ドミノ・ピザ
September 6, 2012

バックアップとオンライン・ストレージ

●ここのところオンライン・バックアップサービスについてあれこれ調べていた。
●複数マシン間の同期用ストレージサービスと、ファイルのバックアップ用のストレージサービスは似て非なるものだと思う。前者の代表格はDropboxやSugarSync、Googleドライブ、Yahooボックスあたり。最近はさらにいくつか選択肢が増えている。これらはリアルタイムにバックアップを取ってくれるありがた~いもので、自分のデスクトップとノートPCで常時ファイルを同期させることができる上に、なにかの拍子で出先からファイルが必要になったときもウェブ経由で取り出せる。ローカルでファイルを保存すれば即クラウド上にバックアップが作られるという安心感はでかい。
●でも、じゃあこれで自分のマイドキュメントを全部バックアップするかというと、それは違うんじゃないかと。うっかり自分のローカルのマシンからファイルを削除したら、他のマシンからも全部ファイルは消えるし、クラウドからも(世代管理はあるから復元可能としても)消える。
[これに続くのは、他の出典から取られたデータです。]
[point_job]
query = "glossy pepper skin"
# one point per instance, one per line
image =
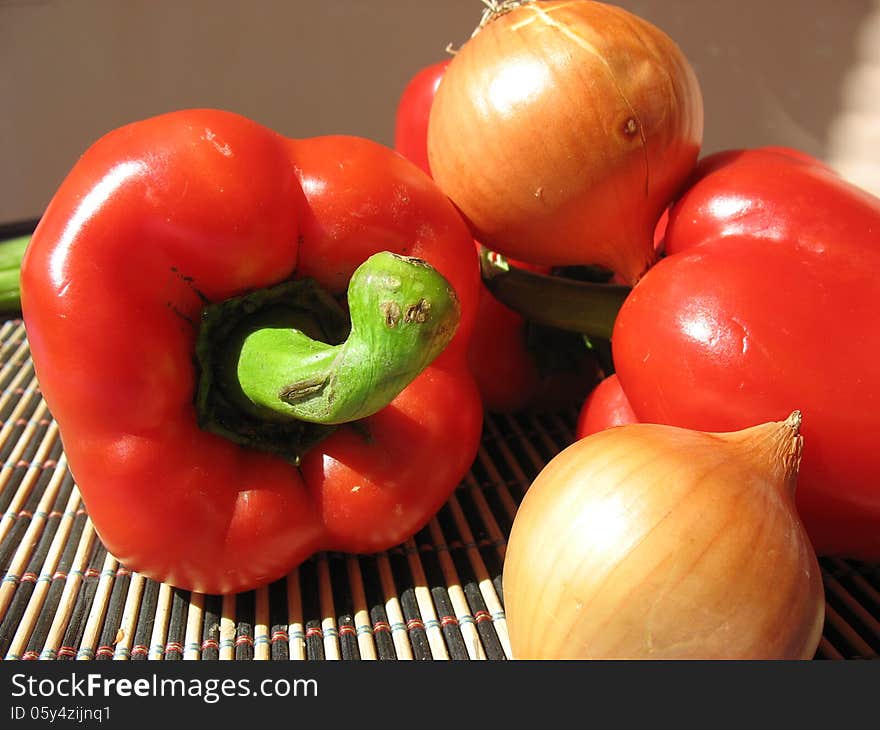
(767, 302)
(159, 218)
(505, 354)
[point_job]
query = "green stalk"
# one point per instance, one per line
(403, 314)
(11, 254)
(589, 308)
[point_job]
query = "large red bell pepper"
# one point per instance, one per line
(184, 298)
(767, 302)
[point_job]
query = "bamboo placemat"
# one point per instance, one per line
(437, 596)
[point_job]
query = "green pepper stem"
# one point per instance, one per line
(589, 308)
(11, 254)
(403, 314)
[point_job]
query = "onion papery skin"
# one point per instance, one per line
(561, 130)
(655, 542)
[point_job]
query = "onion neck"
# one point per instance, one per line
(280, 368)
(589, 308)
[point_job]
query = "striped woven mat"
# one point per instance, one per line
(438, 596)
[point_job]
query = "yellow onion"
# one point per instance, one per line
(656, 542)
(561, 130)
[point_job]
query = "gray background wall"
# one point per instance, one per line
(802, 73)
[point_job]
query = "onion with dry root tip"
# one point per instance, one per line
(654, 542)
(561, 130)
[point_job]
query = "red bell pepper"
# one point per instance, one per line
(184, 298)
(767, 302)
(518, 365)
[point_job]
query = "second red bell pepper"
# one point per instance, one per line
(766, 303)
(225, 410)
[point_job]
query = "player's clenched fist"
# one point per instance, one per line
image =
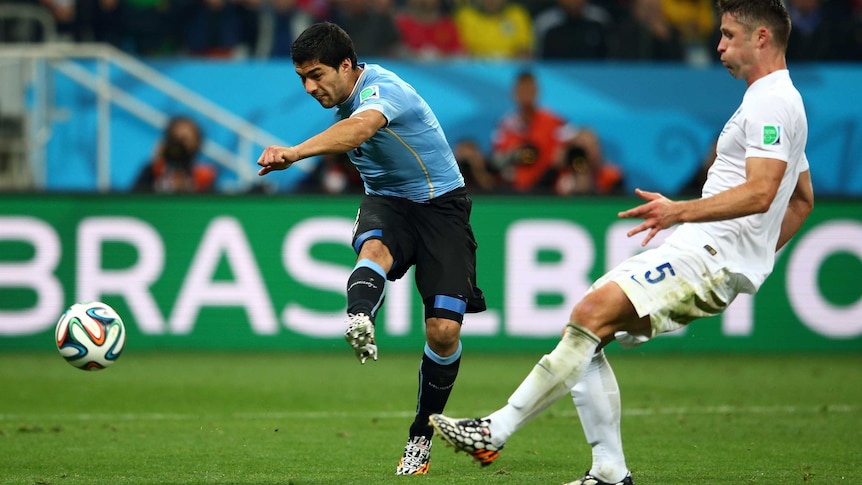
(276, 158)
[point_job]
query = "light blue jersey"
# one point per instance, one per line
(410, 156)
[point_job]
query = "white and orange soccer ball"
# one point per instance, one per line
(90, 335)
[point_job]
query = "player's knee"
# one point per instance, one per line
(442, 336)
(588, 314)
(375, 250)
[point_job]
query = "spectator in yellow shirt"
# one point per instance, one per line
(497, 29)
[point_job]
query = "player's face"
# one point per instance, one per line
(735, 47)
(327, 85)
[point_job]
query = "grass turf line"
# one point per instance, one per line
(271, 418)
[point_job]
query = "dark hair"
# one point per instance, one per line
(324, 42)
(754, 13)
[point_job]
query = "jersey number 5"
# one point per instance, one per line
(661, 273)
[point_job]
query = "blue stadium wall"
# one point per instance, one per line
(656, 121)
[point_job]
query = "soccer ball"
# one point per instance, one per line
(90, 335)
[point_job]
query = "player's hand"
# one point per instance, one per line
(276, 158)
(658, 213)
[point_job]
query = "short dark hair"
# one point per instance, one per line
(754, 13)
(324, 42)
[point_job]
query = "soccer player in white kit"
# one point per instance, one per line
(756, 196)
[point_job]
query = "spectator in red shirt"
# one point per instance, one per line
(427, 32)
(535, 150)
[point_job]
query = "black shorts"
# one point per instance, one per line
(435, 236)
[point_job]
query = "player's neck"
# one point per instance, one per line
(765, 68)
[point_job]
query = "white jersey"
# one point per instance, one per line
(770, 123)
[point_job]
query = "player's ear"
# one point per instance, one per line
(347, 65)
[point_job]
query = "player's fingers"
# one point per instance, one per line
(649, 236)
(638, 229)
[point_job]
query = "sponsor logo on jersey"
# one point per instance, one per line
(370, 92)
(771, 134)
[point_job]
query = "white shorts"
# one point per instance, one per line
(673, 285)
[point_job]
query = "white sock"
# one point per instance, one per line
(597, 397)
(550, 379)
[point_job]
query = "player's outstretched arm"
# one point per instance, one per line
(341, 137)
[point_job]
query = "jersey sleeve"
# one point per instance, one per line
(383, 97)
(769, 128)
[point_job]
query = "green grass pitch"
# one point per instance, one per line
(286, 418)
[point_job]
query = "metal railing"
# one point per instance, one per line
(39, 59)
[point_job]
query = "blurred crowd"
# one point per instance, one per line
(532, 149)
(646, 30)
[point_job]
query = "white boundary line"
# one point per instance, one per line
(262, 416)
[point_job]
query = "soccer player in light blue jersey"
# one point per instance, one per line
(416, 211)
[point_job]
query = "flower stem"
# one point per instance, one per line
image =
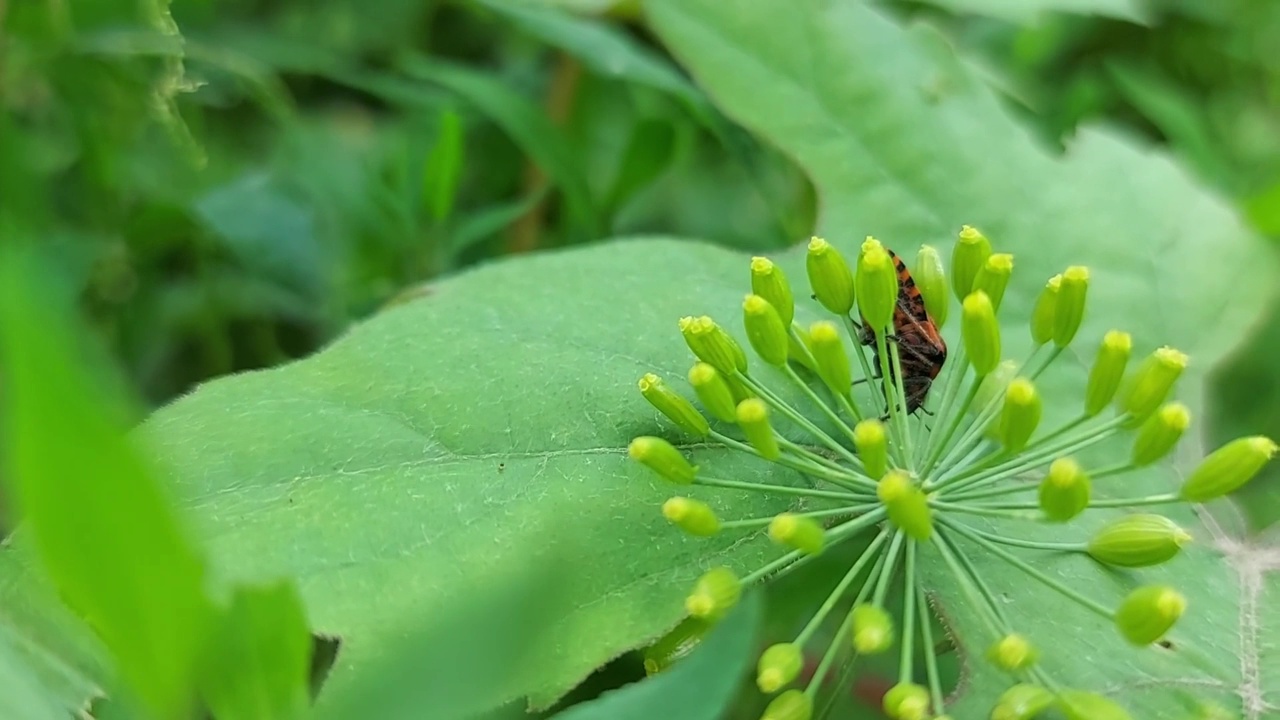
(842, 632)
(887, 569)
(931, 656)
(905, 661)
(780, 490)
(830, 604)
(1031, 570)
(791, 414)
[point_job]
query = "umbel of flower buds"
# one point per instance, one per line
(1064, 492)
(764, 329)
(1148, 613)
(1137, 541)
(979, 332)
(1042, 314)
(714, 593)
(771, 283)
(778, 665)
(830, 277)
(969, 255)
(1228, 468)
(1069, 308)
(876, 285)
(1160, 433)
(662, 458)
(673, 405)
(993, 277)
(713, 392)
(830, 356)
(1107, 372)
(753, 417)
(932, 282)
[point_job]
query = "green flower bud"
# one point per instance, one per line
(992, 386)
(1160, 433)
(968, 256)
(993, 277)
(694, 516)
(1152, 382)
(798, 345)
(791, 705)
(753, 417)
(712, 345)
(675, 645)
(1013, 654)
(714, 593)
(662, 458)
(1107, 372)
(979, 332)
(780, 664)
(713, 392)
(764, 329)
(828, 354)
(1138, 541)
(876, 285)
(1064, 492)
(798, 533)
(1020, 414)
(673, 405)
(1148, 613)
(769, 282)
(932, 282)
(906, 701)
(1079, 705)
(1069, 309)
(1228, 468)
(872, 443)
(873, 629)
(1042, 314)
(906, 505)
(830, 277)
(1022, 702)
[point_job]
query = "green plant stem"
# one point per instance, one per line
(814, 514)
(805, 463)
(1033, 545)
(791, 414)
(945, 438)
(833, 598)
(842, 632)
(887, 569)
(931, 656)
(1025, 461)
(905, 661)
(780, 490)
(983, 511)
(1031, 570)
(986, 609)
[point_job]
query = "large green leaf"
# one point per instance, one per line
(905, 144)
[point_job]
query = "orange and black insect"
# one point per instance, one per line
(922, 350)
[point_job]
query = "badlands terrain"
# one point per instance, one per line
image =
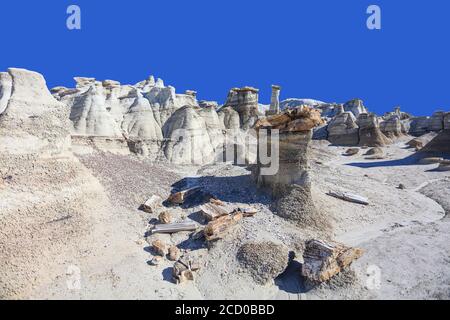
(88, 175)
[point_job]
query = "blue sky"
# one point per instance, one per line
(314, 49)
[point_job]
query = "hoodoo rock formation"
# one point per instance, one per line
(290, 185)
(275, 101)
(45, 184)
(369, 131)
(245, 102)
(441, 143)
(343, 130)
(32, 121)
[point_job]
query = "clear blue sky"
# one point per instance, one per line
(317, 49)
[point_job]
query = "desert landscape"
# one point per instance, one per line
(113, 191)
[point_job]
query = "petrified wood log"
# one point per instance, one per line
(174, 227)
(212, 211)
(324, 260)
(218, 228)
(180, 197)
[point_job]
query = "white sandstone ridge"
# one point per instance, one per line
(152, 120)
(31, 120)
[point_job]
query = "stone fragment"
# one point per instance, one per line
(153, 204)
(159, 248)
(217, 229)
(352, 151)
(165, 217)
(324, 260)
(174, 253)
(263, 260)
(156, 261)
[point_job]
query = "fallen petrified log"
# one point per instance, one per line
(352, 151)
(217, 229)
(349, 197)
(174, 227)
(216, 209)
(152, 205)
(212, 211)
(324, 260)
(444, 166)
(183, 270)
(180, 197)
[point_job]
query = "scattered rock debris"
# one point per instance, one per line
(324, 260)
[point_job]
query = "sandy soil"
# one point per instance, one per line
(403, 232)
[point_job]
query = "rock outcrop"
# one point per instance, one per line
(187, 139)
(355, 106)
(46, 185)
(441, 143)
(5, 90)
(392, 127)
(290, 185)
(90, 116)
(32, 122)
(275, 101)
(419, 126)
(370, 134)
(245, 102)
(263, 260)
(343, 130)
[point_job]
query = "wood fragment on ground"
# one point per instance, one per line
(174, 227)
(350, 197)
(212, 211)
(323, 260)
(218, 228)
(178, 198)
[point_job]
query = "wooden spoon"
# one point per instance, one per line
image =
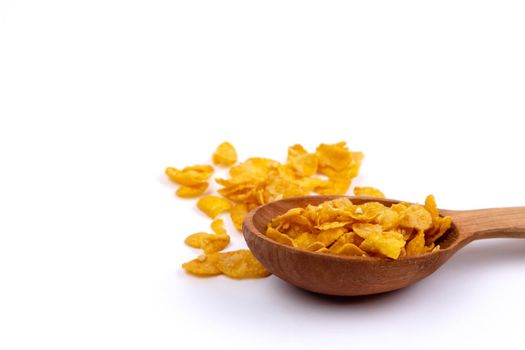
(350, 275)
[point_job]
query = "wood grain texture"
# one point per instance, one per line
(350, 275)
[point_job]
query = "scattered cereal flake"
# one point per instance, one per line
(225, 154)
(217, 226)
(190, 176)
(208, 242)
(237, 213)
(204, 265)
(241, 264)
(213, 206)
(302, 162)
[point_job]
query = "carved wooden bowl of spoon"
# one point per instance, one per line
(352, 275)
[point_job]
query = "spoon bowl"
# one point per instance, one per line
(354, 275)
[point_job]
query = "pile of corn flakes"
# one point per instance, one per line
(256, 181)
(370, 229)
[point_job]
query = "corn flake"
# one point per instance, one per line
(208, 242)
(225, 154)
(204, 265)
(213, 206)
(368, 191)
(191, 191)
(369, 229)
(240, 264)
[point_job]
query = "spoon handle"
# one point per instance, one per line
(489, 223)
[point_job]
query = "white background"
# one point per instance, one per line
(98, 97)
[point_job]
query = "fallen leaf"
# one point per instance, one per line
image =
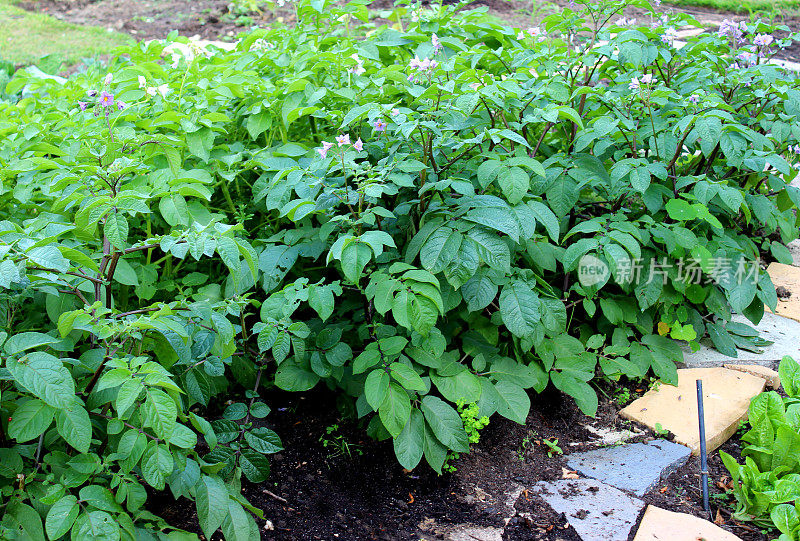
(568, 474)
あとソフトウェア側のエラーも怖い。なにせ先方がローカルのファイルを削除する権利を持っている状態なわけだから。Dropboxに置くのは基本的に現在進行中のファイルのみにして、バックアップは別口で考えたい。
●で、以下いくつかメジャーどころと思われるバックアップ用サービスをリストアップ。

Mozy
2GBまで無料。50Gで$5.99/月。追加20GBごとに$2/月。一度設定すればなにもしなくてもいい。快適。

CrashPlan
10GBで$1.50/月。容量無制限なら$3.00/月。安価。30日間試用可。

Backblaze
容量無制限で$5.00/月。2年契約なら$3.96/月。ここは日本語サービスがある。

Carbonite
容量無制限で$59/年。15日間試用可。

●上記サービスはどれもローカルにソフトウェアをインストールして、定められたタイミングで自動的にバックアップをとるといった設計になっていると思う。ただ、違う発想もありうるかもしれない。オンラインサービスなんて、どこもある日突然価格体系を変更したりサービス自体を止めたりするもの(たとえGoogleとかYahooでもそんなものと思っておくべき)。十年も続くものはめったにないので、堅牢さでは家庭の洗濯機や炊飯器にも劣る。だったらバックアップの第一候補はまず外付けHDDとか別PCとか、自分で管理できるものであるべきで、オンラインはあくまで第2バックアップだ。しかもその容量のほとんどは昔からとりためた写真や動画とか、リッピングしたりダウンロード購入した音楽ファイルであれば、編集不要でめったに必要としないものばかりなんだから少々不便でもネット上のどこかに置いてあればいいや、という考え方もある。
●そう考えると、こんな候補もありうる。

ADrive
無料で50GB試用可(有料サービスも別途あり)。ほとんどただの巨大な箱。手動でファイルをあげればバックアップとして使える、かもしれない。使い勝手はよくないが、ちゃんと日本語ファイル名が通る。サービスの継続性や安定性はどうだか……しかしもう何年も続いている。

Amazon Glacier
つい最近スタートしたAmazonの低価格ストレージ・サービス。月額$0.012/GBのストレージ料金なので、100GBでも$1.2。ただし別途UPLOAD/RETRIEVALリクエストやデータ転送料金がかかるので、めったにダウンロードしない用途向き。企業利用が想定され、従来のテープ・メディアに代わる保管庫といったイメージで、信頼性は高い。その分、敷居も高くて、サービスを利用するためのアプリケーションは用意されておらず、自前でプログラムを組むか、だれかが作ってくれたものを利用するしかない。現状、Windows用クライアントとしては FastGlacier というフリーウェアがある。廉価だが、ダウンロードのために4時間ほど待つ必要があるなど、Glacier(氷河)というネーミングが用途を見事に表現している感じ。おもしろい。